Although many in the military distrusted Mr. Morsi's Islamist background -- the Brotherhood had been outlawed before the revolution -- they welcomed his inauguration in June 2012 as an exit from the accountability of governing. Mr. Morsi also granted two key demands: squashing the possibility of postrevolutionary prosecutions of military officials for Mubarak-era crimes and passing a Constitution that excused the military budget from parliamentary oversight.
That, plus the perception that Brotherhood members were at least competent and disciplined managers, appeared to give the military confidence that the Islamist group would be a worthy partner. That view changed as internal crises mounted. The economy continued to plunge, and fuel shortages and power cuts caused anger in the streets.
Mr. Morsi also took a number of steps that the military saw as jeopardizing national security. He spoke at a mass rally where Muslim clerics called for jihad in Syria, raising fears of a new generation of radicalized Egyptians coming home from a foreign war.
When he addressed the nation on Wednesday night, General Sisi said the military had reached out to the presidency for months to try to defuse the crisis but had been repeatedly rebuffed. In appointing a little-known judge as interim leader, the military did not make clear how much authority he would have or whether it would run the country behind the scenes.

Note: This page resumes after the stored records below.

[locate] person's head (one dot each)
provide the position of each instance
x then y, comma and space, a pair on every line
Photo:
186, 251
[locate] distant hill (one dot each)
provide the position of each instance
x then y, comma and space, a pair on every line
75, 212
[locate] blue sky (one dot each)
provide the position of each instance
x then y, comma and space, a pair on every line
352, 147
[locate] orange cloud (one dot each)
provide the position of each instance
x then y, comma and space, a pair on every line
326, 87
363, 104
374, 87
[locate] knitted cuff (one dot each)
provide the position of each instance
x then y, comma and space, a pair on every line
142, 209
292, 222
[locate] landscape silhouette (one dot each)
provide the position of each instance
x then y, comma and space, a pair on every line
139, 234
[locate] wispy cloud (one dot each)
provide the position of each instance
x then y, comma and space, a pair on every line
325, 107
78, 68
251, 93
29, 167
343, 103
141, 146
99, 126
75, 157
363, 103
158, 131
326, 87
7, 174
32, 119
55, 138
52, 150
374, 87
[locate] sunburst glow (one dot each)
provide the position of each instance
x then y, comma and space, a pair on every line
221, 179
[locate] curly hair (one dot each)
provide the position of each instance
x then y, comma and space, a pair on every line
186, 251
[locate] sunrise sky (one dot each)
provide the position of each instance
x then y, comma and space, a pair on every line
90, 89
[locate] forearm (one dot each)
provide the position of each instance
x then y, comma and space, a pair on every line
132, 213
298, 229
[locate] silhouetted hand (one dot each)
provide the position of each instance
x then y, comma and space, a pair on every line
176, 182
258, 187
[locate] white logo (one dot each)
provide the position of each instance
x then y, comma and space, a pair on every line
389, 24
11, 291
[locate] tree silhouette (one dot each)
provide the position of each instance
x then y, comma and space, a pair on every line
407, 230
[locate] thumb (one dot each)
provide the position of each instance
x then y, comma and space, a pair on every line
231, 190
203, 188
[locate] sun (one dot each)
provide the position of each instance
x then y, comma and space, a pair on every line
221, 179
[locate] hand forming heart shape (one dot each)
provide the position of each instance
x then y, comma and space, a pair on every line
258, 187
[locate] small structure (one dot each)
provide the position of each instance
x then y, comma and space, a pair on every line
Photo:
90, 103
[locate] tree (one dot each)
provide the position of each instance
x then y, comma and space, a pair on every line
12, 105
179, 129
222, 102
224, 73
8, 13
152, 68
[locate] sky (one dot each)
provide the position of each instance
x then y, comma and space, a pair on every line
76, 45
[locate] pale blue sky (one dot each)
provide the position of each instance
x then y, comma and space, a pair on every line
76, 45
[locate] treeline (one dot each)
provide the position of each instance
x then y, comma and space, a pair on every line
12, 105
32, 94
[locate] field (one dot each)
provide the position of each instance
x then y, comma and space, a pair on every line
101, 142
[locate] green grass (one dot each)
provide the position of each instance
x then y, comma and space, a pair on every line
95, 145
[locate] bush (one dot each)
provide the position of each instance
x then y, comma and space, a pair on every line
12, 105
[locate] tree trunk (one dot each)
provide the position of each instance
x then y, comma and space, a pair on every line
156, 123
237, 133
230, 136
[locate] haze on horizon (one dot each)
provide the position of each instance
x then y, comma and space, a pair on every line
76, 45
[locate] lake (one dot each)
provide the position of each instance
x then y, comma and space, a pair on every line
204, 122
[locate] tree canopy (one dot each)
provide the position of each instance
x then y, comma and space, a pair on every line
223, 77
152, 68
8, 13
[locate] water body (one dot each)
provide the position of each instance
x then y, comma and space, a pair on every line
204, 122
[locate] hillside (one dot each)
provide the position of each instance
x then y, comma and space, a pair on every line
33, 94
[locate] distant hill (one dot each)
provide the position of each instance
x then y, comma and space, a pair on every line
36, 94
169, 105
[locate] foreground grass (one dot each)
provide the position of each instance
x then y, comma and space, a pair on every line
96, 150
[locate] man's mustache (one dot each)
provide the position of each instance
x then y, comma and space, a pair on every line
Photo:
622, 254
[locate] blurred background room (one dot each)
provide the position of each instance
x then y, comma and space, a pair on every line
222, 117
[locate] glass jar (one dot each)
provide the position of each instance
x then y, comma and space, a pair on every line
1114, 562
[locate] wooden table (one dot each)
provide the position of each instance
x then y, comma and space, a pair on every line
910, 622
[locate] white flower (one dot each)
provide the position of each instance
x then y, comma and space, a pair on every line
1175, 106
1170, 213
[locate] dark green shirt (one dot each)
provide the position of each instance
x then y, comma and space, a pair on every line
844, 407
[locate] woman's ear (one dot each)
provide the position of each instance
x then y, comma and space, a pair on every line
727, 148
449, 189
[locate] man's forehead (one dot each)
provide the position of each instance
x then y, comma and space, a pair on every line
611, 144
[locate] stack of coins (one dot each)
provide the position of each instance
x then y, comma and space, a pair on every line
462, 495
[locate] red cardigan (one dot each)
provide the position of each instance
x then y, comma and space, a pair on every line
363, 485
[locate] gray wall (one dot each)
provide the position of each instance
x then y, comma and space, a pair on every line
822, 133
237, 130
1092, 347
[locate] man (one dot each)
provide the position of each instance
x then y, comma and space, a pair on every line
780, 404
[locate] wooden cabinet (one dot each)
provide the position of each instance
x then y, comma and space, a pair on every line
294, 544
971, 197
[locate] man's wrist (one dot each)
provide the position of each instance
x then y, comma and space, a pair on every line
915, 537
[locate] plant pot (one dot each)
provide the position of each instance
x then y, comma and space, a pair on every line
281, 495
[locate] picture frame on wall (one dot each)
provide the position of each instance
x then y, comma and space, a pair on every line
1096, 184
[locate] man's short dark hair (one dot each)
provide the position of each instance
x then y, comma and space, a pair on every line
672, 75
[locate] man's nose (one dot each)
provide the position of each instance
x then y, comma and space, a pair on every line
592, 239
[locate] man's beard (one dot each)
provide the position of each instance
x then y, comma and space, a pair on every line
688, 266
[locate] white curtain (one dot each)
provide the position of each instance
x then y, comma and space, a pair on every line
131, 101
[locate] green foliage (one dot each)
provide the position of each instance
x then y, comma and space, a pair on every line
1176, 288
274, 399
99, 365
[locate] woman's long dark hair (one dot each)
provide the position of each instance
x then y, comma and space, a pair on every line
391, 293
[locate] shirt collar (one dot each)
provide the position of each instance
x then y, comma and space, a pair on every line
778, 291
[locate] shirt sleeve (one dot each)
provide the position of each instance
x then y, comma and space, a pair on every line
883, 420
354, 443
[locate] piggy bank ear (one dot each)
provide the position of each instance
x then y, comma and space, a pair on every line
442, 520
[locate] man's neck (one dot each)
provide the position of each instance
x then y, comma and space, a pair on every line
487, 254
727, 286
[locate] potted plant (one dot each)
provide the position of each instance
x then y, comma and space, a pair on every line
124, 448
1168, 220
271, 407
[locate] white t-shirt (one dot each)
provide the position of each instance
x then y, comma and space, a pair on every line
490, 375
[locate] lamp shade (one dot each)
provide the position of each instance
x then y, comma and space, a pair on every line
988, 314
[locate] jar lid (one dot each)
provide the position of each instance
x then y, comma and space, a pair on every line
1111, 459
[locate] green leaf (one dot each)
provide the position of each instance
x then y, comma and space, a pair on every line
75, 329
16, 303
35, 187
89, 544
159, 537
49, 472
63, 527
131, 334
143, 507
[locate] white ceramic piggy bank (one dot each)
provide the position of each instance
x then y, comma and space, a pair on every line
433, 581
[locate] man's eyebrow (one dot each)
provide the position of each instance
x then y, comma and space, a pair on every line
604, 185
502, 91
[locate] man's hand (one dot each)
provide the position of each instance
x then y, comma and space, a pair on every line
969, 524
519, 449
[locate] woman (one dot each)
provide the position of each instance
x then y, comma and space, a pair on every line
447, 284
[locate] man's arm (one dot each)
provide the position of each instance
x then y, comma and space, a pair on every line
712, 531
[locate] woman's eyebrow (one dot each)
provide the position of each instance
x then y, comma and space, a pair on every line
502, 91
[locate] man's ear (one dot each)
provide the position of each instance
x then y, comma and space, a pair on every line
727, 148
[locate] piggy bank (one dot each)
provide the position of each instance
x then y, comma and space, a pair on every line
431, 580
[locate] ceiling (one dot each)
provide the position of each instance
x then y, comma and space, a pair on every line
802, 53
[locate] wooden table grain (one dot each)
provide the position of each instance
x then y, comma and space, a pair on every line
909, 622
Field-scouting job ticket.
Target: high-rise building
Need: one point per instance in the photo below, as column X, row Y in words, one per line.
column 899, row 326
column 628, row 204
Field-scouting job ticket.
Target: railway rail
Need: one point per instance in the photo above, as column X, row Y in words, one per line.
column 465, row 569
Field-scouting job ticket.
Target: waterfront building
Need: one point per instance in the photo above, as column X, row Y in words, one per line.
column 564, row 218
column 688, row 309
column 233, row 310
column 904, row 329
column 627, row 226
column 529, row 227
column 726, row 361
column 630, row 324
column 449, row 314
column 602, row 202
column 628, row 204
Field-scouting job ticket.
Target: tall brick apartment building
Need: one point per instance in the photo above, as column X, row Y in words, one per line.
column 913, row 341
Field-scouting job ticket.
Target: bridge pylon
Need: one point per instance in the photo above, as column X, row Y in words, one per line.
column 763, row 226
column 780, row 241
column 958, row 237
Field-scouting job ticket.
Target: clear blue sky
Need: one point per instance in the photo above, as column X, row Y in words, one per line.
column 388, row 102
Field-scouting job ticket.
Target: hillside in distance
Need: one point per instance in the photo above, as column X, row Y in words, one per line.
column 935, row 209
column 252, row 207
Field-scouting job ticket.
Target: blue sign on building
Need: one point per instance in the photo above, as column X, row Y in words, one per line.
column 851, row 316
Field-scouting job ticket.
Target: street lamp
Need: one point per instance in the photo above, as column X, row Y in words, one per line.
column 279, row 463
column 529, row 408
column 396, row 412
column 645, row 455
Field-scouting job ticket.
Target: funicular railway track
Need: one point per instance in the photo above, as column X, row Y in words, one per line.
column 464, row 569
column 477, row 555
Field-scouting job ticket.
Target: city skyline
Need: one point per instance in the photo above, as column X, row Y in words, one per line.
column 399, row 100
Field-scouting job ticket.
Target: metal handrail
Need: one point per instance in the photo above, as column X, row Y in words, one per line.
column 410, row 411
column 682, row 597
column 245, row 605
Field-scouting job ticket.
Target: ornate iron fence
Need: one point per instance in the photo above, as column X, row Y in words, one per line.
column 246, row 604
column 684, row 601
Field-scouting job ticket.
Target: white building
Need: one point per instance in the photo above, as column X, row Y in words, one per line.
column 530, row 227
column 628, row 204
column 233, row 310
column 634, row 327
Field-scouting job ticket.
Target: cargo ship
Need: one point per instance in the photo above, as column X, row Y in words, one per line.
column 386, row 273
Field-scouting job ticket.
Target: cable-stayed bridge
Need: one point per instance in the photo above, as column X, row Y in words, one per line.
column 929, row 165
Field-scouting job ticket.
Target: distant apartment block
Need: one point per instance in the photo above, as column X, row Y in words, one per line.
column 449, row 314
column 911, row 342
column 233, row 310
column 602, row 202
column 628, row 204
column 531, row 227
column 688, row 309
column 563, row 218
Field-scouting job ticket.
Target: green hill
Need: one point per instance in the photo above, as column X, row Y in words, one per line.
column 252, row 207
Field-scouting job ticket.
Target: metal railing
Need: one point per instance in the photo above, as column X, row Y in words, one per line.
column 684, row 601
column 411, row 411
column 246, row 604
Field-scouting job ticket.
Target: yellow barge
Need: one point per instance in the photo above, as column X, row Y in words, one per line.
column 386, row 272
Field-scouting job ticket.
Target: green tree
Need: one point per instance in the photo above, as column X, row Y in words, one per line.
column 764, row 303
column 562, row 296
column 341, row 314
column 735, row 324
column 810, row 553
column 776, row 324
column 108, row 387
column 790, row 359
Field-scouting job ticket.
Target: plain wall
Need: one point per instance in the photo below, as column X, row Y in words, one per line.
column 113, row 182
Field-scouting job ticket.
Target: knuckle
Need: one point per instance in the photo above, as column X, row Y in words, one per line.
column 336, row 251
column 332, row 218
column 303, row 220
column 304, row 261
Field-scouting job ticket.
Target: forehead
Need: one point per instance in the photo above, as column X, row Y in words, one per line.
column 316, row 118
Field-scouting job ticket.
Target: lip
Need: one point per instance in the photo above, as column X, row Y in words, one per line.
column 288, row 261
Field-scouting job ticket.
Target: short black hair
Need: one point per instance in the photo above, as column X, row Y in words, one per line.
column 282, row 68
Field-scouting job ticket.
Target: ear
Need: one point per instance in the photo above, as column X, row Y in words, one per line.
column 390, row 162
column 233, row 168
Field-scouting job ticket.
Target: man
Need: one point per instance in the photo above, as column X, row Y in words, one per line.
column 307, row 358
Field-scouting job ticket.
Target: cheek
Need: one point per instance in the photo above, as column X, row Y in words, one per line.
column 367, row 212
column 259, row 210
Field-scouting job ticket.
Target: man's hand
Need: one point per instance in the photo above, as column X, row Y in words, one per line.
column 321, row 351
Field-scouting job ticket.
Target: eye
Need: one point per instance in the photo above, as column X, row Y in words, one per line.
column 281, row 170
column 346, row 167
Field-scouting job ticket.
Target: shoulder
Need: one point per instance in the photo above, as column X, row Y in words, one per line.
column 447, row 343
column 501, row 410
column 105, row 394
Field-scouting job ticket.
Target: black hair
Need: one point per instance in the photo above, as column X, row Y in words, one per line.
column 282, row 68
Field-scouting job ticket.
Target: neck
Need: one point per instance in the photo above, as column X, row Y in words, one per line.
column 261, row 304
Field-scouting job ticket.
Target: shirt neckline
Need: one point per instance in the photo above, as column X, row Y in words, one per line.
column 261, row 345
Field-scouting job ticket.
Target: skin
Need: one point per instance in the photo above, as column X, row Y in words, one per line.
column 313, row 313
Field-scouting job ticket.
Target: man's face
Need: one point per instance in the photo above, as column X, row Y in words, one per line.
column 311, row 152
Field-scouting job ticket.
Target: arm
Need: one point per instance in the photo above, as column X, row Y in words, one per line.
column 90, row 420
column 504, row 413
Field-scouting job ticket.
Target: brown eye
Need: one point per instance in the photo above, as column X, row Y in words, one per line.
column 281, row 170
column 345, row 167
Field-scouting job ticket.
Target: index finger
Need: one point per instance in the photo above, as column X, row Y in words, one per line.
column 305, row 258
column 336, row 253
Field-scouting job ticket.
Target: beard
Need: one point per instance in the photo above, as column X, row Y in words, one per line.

But analysts said the opposition was naïve in cheering the military's return to power as a step in the postrevolutionary transition to democracy.
"The liberals and the revolutionaries are too quick to hop into bed with the military -- it is not their friend," said Mr. Cook of the Council on Foreign Relations. "The most important thing from the military's perspective is preserving its place as the locus of power and influence in the system."
Mayy El Sheikh contributed reporting.